As it happens, I’m trying a Whole30 again this year, for Lent.  And I’m doing it with added restrictions again and hoping this won’t be a case of history repeating itself.  This time I’m trying 30 days with the autoimmune restrictions — no grains, legumes, dairy, nightshades (tomatoes, potatoes, peppers, eggplant), nuts, or eggs.  It gets hard on Fridays.  But I just got to a point where everything was all kind of jumbled up and I needed to wipe the slate clean to see what is really bothering me.  I’m currently on Day 6.  I spent a few days feeling like I was constantly starving, even with trying to keep my carbs up (I’m already sick of sweet potatoes), but my energy has been a lot better and my digestion is getting better, so I think that it’s already clear that something I was eating was not good for me.  My bet is dairy, but we’ll see.  (At least, I really hope I can eat eggs and potatoes again!)
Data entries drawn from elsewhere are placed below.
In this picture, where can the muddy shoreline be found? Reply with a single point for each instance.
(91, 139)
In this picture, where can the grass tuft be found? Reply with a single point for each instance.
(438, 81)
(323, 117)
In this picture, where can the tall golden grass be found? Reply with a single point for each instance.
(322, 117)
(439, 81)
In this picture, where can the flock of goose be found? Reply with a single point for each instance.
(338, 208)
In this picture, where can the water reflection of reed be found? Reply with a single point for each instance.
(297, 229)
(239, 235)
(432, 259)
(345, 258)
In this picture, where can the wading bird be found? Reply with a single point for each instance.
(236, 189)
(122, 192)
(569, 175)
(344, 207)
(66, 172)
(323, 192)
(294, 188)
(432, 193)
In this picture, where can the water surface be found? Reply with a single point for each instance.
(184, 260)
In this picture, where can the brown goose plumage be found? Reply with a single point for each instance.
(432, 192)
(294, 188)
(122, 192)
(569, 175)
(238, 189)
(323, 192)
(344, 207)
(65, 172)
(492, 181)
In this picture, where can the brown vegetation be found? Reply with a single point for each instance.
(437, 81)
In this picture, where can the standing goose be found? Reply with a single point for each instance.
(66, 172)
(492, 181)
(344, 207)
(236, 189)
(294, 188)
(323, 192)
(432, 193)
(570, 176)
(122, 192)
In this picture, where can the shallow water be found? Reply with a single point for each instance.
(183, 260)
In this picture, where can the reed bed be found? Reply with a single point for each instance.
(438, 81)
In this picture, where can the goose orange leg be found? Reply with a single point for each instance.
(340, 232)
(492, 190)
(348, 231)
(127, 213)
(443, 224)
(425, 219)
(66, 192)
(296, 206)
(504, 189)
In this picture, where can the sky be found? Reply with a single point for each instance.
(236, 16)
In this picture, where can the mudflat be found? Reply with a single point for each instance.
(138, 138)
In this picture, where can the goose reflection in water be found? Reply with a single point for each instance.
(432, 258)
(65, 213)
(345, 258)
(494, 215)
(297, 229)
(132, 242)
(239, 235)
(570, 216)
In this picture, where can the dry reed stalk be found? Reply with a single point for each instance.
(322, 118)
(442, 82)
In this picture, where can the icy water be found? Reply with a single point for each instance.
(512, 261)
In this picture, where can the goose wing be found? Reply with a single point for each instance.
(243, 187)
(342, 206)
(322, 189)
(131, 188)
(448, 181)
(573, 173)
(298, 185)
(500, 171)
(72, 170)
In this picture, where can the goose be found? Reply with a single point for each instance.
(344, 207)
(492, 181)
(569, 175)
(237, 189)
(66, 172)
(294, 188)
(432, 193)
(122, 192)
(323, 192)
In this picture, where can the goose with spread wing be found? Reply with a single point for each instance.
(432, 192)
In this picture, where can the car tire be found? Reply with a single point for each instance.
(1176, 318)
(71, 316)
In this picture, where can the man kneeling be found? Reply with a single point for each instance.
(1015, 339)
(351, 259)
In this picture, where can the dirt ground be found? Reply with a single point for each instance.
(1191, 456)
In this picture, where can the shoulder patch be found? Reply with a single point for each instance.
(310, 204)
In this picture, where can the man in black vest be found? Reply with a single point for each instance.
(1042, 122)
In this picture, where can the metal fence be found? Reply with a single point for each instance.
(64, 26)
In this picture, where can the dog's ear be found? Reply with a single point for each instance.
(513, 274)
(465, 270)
The Autoimmune Solution, by Amy Myers, MD — Reading this book was why I decided to take on such a restrictive diet for Lent.  Amy Myers is a functional medicine doctor with Graves disease — an autoimmune condition of the thyroid.  This book is a lot less science-y than Sarah Ballantyne’s Paleo Approach, but it’s based on the same science and makes basically the same recommendations as far as diet goes.  But it’s more compact and a little more easily accessible, with recipes and 30 days of meal plans in the back, and a chart of recommended supplements.  And — most important for me — it contains information on the effects of mold.  Mold triggers my asthma and allergies, but I don’t test positive to mold on a skin prick test.  Therefore, most conventional doctors will tell me that mold isn’t my problem.  Only I know that it is, because every time I walk into a house that smells musty or damp, my bronchial tubes start to close up and I need my inhaler.  According to Amy Myers, about 25% of the population is very sensitive to the mycotoxins produced by many molds.  These mycotoxins aren’t tested by skin prick allergy tests, and they can also provoke a host of other symptoms (most of which I also have) in sensitive individuals.  But since only about 25% of people are sensitive to these mycotoxins, it is unlikely that everyone in the family will be a responder.  Just, you know, the one person that everybody thinks is nuts.
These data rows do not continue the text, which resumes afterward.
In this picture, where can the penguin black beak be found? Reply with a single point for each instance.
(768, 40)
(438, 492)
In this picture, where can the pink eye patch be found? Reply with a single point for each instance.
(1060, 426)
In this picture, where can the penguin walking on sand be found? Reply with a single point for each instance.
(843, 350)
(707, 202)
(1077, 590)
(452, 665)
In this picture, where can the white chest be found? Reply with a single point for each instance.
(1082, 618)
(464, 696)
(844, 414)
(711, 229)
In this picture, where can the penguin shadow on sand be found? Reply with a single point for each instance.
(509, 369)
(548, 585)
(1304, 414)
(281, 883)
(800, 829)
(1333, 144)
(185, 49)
The book I’ve just begun for my before bed reading isn’t even on this stack, though… it’s Kristin Lavransdatter, and I’m attempting to read it in the gigantic combined Penguin edition.  But I may be forced to put it on my Kindle instead, because it’s too big to hold while I nurse!

 

 

Comments

  1. Book chat! Yay!!:)
    Erin recently posted…See Me Homeschool: A Pictorial RecordMy Profile

  2. These look like some interesting books! I need to check out the Autoimmune Solution and It Starts with Food.
    Amy recently posted…End of Year RecapMy Profile

    • So far I haven’t had any luck with the recipes in The Autoimmune Solution, but I thought the information was potentially helpful. We’ll see, I guess… I’m on Day 9 and things are starting to settle down. I’m seeing improvements, and I have to admit that getting rid of almost every single potential food trigger does narrow things down a bit. I think one of the things I may be sensitive to is coconut… but that was pretty hard to tell with all the other potentially inflammatory stuff in there mucking things up.